View Full Version : Resolved Tokenizer Recursion Problem

10-11-2008, 04:09 AM
I am interested in writing a tokenizer (and then a parser) for JavaScript, in JavaScript. I must admit, when I started (on a whim) I didn't know anything about parsers; I didn't even know what a tokenizer was at the time. I just winged it, learned all I could from various sites, and came up with a 500 line tokenizer. It recognizes strings, numbers (including hexadecimal, octal, floating point, and integer), comments, punctuators, keywords, identifyers, and also undefined and null. I didn't get around to distinguishing regex literals from division/division assignment, because I ran into a problem.

My tokenizer loops through every character in the string, and, depending on the character, and a few following it, narrows down the choices of token-types and then writes the token type and the value to an array. This works perfectly - until you get up to thousands of characters. I took the 500 lines of the tokenizer code itself and put into the tokenizer, and discovered that in Firefox it froze up and then stopped shortly after 7000 characters (there were 20,000 characters in the document). In Netscape, it stopped after 2000 chars. In Opera, it stopped at 18,000 chars. IE didn't work at all (can't say I'm surprised).

The only success was Google Chrome. It really showed the power of the V8 engine; the moment I told it to tokenize, all 20,000 characters were immediately tokenized. But even Chrome could only handle up to 37,000 chars.

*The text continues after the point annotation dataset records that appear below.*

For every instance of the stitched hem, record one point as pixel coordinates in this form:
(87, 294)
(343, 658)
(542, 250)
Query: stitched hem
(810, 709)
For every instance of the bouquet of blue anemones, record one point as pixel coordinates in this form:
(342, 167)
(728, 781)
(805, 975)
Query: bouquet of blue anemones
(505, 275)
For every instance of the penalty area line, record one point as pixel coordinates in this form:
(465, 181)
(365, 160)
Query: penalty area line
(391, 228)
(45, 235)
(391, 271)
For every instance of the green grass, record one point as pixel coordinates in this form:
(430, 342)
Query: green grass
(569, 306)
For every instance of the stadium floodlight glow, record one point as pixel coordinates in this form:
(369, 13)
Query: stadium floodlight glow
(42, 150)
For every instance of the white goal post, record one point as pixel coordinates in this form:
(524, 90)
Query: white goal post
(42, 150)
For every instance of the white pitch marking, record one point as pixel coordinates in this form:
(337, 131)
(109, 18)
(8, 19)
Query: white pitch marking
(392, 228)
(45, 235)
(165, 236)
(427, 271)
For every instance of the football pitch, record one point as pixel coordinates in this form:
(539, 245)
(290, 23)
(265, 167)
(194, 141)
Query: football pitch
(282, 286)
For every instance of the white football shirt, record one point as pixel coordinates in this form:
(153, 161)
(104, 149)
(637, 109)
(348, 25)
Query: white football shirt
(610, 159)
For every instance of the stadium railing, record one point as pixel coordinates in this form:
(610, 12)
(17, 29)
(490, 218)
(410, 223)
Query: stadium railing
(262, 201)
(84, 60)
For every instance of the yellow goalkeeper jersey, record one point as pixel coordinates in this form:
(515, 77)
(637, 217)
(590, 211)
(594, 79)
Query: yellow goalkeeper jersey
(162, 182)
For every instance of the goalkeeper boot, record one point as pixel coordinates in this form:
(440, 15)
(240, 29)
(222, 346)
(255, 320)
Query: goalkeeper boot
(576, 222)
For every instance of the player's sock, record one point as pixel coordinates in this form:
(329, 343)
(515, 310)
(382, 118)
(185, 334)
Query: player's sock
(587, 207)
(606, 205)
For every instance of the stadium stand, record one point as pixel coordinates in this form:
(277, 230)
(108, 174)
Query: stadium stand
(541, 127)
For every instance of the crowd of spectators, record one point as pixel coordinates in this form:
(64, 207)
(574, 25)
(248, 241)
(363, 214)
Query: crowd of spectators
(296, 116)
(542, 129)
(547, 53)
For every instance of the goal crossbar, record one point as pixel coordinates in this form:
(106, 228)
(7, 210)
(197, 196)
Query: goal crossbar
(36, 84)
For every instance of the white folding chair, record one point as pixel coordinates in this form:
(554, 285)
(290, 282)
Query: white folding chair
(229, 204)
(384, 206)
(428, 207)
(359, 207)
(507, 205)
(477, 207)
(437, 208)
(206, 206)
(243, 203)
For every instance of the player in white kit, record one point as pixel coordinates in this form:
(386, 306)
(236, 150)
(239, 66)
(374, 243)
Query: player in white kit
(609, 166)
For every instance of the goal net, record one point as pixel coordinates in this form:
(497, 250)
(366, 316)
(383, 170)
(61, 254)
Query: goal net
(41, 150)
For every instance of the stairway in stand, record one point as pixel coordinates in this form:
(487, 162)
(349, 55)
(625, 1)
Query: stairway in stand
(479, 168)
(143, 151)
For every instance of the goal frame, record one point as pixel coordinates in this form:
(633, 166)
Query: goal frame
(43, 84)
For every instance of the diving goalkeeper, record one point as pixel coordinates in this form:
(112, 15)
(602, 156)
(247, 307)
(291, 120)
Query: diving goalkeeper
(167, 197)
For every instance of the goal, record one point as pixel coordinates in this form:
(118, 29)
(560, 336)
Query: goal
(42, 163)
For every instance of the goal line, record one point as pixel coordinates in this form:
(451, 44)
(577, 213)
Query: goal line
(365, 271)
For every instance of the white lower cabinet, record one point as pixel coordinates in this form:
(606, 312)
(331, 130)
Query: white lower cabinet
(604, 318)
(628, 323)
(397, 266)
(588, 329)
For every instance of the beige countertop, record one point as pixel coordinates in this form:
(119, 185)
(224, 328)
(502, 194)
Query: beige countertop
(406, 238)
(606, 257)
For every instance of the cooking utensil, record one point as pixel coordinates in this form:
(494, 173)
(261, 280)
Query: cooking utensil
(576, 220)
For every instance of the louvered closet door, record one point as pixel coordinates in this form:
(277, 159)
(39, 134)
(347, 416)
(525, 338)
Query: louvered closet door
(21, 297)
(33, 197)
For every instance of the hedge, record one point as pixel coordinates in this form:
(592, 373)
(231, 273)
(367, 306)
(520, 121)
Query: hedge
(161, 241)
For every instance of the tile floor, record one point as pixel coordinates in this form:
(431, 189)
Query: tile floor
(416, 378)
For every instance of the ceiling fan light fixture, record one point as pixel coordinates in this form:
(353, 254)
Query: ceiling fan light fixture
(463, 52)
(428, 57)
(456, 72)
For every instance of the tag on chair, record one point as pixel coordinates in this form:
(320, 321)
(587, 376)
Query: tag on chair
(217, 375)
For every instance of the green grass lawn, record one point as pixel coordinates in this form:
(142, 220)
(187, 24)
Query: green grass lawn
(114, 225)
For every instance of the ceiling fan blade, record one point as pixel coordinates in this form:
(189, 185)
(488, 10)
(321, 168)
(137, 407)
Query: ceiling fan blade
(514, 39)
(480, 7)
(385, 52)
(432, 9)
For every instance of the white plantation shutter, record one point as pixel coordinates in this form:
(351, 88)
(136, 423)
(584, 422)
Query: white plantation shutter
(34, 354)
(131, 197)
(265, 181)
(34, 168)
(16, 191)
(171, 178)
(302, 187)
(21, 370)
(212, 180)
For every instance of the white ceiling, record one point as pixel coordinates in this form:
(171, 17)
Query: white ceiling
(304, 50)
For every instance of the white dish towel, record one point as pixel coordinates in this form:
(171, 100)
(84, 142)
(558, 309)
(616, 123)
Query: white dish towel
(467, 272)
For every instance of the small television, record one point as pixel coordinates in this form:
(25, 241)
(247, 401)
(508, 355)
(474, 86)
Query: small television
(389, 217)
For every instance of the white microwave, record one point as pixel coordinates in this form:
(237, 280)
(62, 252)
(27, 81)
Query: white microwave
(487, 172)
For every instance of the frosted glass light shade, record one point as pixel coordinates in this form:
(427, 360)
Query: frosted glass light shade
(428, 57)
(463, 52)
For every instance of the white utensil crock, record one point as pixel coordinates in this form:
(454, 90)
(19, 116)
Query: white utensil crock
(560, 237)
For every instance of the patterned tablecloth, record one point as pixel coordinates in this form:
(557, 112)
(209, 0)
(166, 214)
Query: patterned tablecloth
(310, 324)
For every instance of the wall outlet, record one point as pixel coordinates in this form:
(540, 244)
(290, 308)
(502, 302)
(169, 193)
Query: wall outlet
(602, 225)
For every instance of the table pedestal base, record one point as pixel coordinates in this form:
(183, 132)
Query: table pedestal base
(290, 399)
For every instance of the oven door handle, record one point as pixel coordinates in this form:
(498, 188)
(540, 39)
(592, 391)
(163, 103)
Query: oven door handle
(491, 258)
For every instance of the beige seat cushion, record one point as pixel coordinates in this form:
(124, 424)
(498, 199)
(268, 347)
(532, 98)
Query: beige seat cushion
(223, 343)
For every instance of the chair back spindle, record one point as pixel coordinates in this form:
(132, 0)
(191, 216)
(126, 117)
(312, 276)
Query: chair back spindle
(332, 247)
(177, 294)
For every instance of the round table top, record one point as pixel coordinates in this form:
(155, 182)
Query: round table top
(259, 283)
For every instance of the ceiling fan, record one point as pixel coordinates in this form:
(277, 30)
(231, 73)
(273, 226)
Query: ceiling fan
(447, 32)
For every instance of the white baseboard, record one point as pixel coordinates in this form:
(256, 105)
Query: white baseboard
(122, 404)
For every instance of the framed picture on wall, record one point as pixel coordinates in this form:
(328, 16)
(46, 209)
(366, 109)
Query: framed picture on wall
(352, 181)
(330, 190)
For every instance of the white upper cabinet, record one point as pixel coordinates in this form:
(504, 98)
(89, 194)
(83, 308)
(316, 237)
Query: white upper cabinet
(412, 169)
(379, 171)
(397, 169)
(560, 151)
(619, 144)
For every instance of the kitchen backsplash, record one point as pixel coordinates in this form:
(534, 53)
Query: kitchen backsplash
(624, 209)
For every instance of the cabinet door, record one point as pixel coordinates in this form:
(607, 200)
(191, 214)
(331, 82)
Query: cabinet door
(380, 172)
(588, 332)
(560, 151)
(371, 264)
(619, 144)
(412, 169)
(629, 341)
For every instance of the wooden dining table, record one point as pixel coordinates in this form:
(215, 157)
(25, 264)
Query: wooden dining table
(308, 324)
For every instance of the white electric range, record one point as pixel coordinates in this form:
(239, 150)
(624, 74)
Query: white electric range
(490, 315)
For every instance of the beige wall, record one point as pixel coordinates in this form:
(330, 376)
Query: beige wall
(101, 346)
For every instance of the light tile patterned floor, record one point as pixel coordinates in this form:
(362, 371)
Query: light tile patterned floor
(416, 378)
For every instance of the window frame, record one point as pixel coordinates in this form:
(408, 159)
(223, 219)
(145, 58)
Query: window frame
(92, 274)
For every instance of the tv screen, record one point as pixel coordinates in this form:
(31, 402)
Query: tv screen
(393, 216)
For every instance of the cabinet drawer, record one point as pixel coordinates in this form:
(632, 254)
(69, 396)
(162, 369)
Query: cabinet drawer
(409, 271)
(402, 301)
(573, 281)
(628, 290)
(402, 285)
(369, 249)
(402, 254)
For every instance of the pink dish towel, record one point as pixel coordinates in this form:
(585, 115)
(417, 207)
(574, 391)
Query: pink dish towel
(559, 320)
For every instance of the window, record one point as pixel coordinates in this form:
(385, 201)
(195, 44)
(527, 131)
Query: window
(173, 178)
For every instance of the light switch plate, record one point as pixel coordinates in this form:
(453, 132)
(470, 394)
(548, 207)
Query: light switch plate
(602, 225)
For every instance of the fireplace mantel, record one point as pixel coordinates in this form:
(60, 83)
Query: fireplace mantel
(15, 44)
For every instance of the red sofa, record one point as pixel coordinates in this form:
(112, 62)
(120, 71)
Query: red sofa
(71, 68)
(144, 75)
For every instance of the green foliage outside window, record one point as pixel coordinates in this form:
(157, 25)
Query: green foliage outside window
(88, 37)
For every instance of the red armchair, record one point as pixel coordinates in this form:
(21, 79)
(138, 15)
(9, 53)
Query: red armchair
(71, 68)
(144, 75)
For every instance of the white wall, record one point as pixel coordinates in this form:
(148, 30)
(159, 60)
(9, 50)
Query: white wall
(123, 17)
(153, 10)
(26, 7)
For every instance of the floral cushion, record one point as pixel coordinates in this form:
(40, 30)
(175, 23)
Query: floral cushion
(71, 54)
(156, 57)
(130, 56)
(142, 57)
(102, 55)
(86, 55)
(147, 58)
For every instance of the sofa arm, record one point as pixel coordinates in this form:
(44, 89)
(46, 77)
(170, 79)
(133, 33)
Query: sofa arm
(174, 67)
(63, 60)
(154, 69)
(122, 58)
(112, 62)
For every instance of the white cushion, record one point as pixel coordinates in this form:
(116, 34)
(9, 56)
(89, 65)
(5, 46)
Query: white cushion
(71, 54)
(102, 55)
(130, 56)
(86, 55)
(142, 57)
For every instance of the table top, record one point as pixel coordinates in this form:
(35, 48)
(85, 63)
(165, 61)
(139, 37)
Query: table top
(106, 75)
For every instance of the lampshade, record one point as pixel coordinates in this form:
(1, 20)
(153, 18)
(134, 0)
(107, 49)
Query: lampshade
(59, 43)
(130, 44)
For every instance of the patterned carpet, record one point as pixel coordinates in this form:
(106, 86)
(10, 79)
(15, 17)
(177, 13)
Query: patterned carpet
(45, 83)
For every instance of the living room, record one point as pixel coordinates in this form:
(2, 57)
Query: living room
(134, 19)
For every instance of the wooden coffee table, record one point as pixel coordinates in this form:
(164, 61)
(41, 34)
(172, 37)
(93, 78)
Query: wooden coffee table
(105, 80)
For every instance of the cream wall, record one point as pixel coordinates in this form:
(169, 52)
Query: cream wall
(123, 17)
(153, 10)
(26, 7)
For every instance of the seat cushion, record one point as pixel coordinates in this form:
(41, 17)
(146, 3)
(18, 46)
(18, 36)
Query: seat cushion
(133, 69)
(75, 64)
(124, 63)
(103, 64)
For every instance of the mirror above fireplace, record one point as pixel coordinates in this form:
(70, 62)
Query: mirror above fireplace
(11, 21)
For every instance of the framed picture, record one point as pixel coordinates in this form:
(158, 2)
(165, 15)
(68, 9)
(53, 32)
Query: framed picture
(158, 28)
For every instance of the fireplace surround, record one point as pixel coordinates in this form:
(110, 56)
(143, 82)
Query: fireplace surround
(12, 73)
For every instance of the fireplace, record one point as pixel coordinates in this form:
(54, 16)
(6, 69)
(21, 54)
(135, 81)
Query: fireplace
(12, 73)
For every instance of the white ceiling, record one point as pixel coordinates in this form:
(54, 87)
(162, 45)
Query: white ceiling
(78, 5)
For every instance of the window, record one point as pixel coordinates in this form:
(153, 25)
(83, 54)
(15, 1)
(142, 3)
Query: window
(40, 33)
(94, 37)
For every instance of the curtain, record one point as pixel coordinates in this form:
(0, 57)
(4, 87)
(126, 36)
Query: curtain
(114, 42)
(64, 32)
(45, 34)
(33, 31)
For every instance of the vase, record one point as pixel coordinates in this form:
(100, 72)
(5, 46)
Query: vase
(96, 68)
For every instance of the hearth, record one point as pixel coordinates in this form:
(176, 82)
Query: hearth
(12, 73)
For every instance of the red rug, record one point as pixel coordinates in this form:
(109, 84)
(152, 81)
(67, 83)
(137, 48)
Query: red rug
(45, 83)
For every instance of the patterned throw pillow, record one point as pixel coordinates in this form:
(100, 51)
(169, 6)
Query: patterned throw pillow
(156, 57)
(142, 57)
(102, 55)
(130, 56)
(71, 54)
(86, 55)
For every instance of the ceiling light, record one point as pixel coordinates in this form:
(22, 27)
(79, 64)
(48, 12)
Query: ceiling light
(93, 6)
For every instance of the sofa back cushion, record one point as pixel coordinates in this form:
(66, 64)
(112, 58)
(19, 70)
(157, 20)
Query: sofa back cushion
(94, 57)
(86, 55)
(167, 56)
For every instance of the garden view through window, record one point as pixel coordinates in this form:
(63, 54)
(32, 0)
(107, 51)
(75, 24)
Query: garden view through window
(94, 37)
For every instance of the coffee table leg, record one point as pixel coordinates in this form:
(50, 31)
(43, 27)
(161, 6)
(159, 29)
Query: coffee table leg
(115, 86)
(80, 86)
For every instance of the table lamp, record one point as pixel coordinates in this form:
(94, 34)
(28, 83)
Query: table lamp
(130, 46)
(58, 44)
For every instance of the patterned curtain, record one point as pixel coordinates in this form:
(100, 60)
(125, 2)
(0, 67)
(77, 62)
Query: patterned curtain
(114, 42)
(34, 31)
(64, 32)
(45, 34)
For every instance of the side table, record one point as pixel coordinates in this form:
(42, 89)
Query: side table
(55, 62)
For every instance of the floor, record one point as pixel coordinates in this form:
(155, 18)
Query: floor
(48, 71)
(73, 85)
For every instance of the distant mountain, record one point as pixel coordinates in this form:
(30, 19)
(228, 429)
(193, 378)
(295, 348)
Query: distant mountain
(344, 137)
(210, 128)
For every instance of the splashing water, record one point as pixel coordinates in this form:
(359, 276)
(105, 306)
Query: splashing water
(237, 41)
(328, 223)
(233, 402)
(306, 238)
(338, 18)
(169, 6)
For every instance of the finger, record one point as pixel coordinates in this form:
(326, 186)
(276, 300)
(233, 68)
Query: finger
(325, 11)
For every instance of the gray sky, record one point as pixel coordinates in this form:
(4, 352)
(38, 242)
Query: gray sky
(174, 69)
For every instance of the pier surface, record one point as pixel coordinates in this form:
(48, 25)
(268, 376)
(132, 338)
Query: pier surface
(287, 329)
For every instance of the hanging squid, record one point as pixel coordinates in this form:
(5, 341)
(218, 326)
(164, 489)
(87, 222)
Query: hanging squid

My question is this: How could I cut down on the recursion? My problem was that I had way to much recursion - browsers will automatically stop after a certain amount. Is there any way to do the same thing with less? Basically, how are tokenizers usually made?

Any link, article, comment, insight, or help of any kind is much appreciated!

10-11-2008, 06:11 AM
I tried something similar and posted a question to another forum.
Never got any action on it, but you are welcome to see if it would help you.
See: http://www.webdeveloper.com/forum/showthread.php?t=139173&highlight=tokenizer

I found a great explanation of compilers, parsers and tokenizers at: http://home.iae.nl/users/mhx/crenshaw/tiny.html

I also had some test code, but it may take awhile to find it again.
I was trying to create a programable RPN calculator with Javascript.
Went pretty well until I came to 'if...then...else...elseif' and other
conditional logic statements.

Other sites of interest I have found are:

While looking for more information I 'googled' using terms such as
tiny, compiler, assembler, tokens, tokenizer, parser
in various combinations.

10-12-2008, 01:40 AM
Turns out I posted too soon. After a night of rest I immediately realized that I was using tail-recursion - basically just recursion that does the same thing as a loop. I don't know why I didn't do this before - I just used a loop instead of recursion. I was also able to use named continue statements to get around the fact that I need to continue an outer loop and not an inner loop.

That being said, I really appreciate the post, jmrk - the sites were very useful.